Photo by Rashah McChesney/Peninsula Clarion  Aaron Dupuis carries a king salmon caught in Deep Creek on the opening day of king salmon fishing on Memorial Day weekend Saturday May 22, 2015 near Ninilchik, Alaska.

Photo by Rashah McChesney/Peninsula Clarion Aaron Dupuis carries a king salmon caught in Deep Creek on the opening day of king salmon fishing on Memorial Day weekend Saturday May 22, 2015 near Ninilchik, Alaska.

Managers liberalize Ninilchik king fishery

  • By Rashah McChesney
  • Friday, June 19, 2015 5:35pm
  • News

Promising numbers of king salmon returning to the Anchor River have prompted Alaska Department of Fish and Game managers on the lower Kenai Peninsula to raise limits on the number of king salmon that can be kept.

The Ninilchik River and marine waters from the mouth of the river to Bluff Point will allow harvest of up to five king salmon 20-inches or longer. Previously the two water bodies had been restricted to two kings of that size.

Any king salmon recorded before Saturday June 20, on the harvest portion of the Alaska sport fishing license, counts toward the Cook Inlet annual limit.

On the Anchor River, where managers maintain a weir to count fish headed up the river, more the 5,700 king salmon have been counted through June 17, according to fish and game data.
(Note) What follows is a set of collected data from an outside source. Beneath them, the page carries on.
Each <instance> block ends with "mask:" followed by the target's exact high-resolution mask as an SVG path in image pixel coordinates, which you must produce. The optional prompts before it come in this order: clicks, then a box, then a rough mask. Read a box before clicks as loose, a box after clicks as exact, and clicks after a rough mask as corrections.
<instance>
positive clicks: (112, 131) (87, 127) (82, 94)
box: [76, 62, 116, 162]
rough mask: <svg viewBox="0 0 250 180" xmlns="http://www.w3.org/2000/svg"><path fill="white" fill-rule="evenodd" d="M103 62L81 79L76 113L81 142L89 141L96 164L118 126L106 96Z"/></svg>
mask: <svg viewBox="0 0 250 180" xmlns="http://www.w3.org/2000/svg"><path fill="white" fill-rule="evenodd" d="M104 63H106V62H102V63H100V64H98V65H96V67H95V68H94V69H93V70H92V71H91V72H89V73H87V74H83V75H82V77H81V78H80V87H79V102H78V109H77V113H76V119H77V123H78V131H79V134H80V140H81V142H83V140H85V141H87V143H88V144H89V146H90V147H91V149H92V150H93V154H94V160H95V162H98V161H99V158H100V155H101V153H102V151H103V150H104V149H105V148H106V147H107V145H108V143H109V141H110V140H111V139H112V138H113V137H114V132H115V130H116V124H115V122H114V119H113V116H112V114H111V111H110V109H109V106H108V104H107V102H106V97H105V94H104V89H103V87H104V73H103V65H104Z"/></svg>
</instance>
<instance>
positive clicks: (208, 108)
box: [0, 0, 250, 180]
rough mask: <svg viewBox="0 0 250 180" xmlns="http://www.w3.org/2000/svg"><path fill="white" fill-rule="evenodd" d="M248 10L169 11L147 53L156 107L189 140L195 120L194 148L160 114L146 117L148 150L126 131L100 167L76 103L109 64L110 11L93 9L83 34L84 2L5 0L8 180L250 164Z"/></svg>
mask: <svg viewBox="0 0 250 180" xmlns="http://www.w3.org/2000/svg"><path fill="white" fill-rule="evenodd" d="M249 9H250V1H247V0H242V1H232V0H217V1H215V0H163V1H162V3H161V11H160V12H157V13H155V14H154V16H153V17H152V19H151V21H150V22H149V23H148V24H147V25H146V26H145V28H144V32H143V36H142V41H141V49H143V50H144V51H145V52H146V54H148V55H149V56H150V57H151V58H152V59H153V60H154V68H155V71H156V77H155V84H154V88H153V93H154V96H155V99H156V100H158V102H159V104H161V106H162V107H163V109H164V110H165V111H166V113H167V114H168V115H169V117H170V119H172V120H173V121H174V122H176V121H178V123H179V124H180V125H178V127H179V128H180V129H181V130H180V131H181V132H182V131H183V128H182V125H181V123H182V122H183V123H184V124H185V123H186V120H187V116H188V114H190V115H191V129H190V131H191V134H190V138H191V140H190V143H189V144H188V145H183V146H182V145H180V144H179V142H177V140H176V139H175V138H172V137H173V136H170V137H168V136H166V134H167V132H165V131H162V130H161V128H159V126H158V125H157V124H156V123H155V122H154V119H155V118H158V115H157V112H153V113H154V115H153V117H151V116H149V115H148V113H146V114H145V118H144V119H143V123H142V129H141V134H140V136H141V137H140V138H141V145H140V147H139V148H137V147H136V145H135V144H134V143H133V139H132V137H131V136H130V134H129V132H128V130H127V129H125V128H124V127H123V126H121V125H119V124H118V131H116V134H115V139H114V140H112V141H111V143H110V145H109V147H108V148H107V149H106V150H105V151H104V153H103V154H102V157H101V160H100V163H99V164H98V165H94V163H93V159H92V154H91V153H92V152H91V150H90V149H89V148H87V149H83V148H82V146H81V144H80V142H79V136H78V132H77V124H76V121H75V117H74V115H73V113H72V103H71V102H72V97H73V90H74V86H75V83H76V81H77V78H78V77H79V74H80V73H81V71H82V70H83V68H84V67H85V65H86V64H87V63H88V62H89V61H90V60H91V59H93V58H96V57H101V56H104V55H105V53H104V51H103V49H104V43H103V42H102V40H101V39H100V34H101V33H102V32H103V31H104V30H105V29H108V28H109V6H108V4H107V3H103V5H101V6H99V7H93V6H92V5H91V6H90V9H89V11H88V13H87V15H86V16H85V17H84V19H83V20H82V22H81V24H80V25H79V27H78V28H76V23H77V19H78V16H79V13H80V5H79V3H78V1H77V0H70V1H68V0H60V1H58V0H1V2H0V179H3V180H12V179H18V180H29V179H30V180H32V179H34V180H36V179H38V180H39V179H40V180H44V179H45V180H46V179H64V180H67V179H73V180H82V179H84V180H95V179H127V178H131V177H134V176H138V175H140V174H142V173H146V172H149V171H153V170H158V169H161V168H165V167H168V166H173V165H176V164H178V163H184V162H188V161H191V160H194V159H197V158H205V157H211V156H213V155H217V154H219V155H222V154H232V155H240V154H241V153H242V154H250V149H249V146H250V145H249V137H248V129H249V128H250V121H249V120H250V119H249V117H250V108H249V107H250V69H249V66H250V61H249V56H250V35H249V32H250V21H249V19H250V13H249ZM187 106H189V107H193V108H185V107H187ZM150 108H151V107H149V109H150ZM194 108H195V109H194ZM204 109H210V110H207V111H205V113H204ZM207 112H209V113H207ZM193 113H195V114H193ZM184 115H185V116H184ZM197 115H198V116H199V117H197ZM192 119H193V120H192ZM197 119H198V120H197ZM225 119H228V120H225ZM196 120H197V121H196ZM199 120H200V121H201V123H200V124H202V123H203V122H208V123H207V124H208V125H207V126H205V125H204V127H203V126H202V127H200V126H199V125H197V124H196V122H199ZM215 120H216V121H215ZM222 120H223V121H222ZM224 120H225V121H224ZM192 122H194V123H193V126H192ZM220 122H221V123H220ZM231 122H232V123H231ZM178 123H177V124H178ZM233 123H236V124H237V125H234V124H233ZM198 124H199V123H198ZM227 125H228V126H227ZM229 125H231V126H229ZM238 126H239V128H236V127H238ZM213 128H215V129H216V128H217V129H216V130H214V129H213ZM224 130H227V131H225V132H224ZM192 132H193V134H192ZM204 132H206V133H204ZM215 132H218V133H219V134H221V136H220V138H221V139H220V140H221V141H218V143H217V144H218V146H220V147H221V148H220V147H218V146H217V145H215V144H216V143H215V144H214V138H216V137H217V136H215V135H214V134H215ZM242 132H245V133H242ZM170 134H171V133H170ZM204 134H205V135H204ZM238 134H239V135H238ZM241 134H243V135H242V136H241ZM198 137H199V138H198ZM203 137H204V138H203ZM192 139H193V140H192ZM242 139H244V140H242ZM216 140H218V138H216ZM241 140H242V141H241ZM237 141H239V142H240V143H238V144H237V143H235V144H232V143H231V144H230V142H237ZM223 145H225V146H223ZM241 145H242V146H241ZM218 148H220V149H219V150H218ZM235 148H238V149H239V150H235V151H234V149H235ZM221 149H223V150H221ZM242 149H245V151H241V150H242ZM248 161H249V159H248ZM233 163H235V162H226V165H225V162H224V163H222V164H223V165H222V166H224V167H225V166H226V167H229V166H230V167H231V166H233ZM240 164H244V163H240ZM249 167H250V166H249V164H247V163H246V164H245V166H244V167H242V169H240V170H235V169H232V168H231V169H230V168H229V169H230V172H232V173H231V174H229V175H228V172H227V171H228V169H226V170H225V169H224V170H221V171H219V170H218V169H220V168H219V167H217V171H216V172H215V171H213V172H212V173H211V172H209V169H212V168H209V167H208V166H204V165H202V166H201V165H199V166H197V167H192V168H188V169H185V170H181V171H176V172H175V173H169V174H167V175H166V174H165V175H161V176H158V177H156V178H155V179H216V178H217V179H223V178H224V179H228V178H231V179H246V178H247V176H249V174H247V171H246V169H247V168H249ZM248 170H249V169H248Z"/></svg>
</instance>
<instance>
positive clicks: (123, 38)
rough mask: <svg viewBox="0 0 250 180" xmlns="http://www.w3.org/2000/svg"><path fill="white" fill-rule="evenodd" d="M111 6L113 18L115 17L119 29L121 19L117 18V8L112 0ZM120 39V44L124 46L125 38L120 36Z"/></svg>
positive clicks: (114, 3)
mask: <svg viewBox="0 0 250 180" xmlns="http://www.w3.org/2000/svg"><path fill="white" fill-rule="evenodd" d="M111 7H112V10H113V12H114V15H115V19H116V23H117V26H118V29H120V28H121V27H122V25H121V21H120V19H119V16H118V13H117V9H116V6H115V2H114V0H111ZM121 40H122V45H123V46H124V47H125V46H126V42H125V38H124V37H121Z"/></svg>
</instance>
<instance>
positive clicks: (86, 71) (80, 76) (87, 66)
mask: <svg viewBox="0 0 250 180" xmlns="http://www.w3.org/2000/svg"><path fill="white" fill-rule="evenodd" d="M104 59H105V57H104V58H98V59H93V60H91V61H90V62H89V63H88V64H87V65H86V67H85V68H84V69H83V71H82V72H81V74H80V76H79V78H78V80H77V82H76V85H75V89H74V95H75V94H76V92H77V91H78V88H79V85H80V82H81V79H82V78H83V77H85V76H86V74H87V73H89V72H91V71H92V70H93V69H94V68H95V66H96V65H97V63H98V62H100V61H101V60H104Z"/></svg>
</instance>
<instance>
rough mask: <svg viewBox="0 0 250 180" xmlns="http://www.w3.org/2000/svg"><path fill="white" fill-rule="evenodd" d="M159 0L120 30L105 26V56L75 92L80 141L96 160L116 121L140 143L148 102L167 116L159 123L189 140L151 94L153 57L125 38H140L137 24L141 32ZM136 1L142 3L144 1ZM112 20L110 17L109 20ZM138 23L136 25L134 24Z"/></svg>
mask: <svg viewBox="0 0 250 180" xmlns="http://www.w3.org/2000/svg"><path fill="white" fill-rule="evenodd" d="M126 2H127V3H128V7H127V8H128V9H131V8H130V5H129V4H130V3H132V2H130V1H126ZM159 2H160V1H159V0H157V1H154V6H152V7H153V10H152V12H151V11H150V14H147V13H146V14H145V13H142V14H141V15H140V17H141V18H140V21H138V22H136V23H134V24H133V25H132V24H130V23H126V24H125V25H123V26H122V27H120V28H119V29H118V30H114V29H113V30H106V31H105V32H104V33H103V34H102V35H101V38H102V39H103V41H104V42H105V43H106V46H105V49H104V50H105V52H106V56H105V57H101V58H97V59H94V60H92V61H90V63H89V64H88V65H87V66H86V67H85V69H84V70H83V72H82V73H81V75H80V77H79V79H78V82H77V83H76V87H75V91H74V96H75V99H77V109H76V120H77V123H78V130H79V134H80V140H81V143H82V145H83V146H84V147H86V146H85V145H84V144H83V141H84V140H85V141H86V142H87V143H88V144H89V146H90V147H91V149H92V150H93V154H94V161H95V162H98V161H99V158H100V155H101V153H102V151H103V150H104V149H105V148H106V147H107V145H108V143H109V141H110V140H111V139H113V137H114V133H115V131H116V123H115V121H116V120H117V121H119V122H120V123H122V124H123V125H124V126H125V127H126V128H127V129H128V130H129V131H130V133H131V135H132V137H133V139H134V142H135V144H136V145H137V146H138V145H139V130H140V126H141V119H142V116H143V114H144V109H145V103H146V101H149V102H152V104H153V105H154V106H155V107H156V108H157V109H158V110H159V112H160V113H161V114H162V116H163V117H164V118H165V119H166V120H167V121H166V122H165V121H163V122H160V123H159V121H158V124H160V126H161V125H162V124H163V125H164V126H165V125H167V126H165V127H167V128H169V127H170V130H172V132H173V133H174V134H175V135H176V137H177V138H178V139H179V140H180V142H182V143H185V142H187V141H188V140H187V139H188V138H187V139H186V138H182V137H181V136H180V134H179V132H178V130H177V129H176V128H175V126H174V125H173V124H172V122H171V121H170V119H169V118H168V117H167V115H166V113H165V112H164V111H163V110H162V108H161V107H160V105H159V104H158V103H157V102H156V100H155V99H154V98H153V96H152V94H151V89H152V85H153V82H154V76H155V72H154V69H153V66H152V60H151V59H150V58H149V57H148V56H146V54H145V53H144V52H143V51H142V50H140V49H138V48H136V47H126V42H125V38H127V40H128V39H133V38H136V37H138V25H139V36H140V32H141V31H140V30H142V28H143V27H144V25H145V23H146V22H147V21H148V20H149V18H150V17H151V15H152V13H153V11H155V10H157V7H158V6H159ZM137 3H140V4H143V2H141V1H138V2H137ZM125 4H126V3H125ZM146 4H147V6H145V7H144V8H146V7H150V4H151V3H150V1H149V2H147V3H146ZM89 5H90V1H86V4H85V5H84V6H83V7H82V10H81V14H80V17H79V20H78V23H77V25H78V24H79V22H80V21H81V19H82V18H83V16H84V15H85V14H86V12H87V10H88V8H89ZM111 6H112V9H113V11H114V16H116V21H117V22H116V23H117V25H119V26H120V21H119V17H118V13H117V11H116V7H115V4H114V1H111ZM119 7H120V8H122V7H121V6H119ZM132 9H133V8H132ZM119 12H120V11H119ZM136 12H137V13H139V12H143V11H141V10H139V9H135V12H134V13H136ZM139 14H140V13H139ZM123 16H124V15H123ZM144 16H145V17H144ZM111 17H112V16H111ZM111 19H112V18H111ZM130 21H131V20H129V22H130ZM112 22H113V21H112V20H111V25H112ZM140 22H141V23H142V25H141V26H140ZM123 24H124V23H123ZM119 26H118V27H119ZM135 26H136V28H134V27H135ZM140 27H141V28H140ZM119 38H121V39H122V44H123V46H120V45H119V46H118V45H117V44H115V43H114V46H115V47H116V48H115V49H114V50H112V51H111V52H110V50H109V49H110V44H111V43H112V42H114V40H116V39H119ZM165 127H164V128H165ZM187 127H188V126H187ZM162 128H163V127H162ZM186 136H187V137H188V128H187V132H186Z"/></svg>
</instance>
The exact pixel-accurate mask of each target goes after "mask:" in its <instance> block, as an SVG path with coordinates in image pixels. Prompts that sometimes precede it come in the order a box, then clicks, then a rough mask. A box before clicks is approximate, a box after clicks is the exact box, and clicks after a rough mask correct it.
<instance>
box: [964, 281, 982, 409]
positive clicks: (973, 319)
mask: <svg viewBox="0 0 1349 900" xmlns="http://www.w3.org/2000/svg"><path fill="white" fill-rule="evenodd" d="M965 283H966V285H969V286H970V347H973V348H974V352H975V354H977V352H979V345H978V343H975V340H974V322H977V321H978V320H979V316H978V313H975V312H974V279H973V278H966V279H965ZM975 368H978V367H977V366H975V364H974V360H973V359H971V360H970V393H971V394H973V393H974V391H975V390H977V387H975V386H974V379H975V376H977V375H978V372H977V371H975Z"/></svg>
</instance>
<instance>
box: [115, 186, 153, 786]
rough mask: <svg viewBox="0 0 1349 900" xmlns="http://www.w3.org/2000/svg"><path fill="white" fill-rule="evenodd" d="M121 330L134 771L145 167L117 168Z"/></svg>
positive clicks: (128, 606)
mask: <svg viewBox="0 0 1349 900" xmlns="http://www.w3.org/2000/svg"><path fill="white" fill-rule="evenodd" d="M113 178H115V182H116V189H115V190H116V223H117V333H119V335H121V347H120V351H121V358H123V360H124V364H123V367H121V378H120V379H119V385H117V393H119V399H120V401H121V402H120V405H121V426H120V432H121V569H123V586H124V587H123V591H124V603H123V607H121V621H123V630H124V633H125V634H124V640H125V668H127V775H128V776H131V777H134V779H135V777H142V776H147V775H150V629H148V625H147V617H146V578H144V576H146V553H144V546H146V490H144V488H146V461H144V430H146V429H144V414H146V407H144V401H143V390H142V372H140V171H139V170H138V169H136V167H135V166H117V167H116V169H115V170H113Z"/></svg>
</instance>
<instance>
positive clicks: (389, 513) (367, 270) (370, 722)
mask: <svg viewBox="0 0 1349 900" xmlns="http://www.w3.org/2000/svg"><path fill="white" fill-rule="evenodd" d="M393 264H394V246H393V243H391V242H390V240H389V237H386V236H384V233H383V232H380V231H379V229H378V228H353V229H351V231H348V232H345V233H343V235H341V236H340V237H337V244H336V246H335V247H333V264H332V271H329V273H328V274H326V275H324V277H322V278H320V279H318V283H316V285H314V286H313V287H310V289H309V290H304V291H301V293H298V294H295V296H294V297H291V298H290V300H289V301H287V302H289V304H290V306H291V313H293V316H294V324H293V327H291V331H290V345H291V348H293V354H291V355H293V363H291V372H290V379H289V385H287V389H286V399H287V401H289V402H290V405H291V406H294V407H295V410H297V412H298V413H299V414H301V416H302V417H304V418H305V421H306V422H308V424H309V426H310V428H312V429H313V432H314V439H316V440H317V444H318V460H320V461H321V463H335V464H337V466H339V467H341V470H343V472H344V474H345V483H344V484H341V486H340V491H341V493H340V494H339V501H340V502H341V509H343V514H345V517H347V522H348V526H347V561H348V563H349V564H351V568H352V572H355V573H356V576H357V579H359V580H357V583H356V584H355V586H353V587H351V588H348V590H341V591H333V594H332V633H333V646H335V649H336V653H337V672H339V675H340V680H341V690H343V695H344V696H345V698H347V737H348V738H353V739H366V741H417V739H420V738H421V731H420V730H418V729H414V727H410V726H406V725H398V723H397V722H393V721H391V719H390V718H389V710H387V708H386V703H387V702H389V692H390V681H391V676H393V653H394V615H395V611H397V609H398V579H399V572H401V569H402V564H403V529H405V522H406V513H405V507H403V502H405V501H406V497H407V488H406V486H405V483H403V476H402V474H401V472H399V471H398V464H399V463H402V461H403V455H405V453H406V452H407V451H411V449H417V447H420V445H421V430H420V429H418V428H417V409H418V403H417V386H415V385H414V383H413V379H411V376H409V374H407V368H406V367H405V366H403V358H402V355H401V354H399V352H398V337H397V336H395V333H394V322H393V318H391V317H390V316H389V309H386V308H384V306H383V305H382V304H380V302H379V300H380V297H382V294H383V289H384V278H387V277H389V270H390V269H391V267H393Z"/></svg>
The Anchor River’s escapement goal for kings is 3,800-10,000 fish.

Typically, when the Anchor River has a healthy run of king salmon, the Ninilchik River and Deep Creek also have healthy runs, said Homer assistant area management biologist Carol Kerkvliet.

Kerkvliet and managers used observations of angler effort and run strength during the fishery to predict outcome of king salmon runs.

“We expect that those (king) runs will be strong also,” she said.

While Deep Creek and the Anchor River are closed to king salmon fishing for the rest of the season, the Ninilchik River will re-open for hatchery king fishing on July 1. Hatchery kings can be distinguished from wild kings by their missing adipose fin.

Kings caught and kept in the marine waters may be hatchery or wild.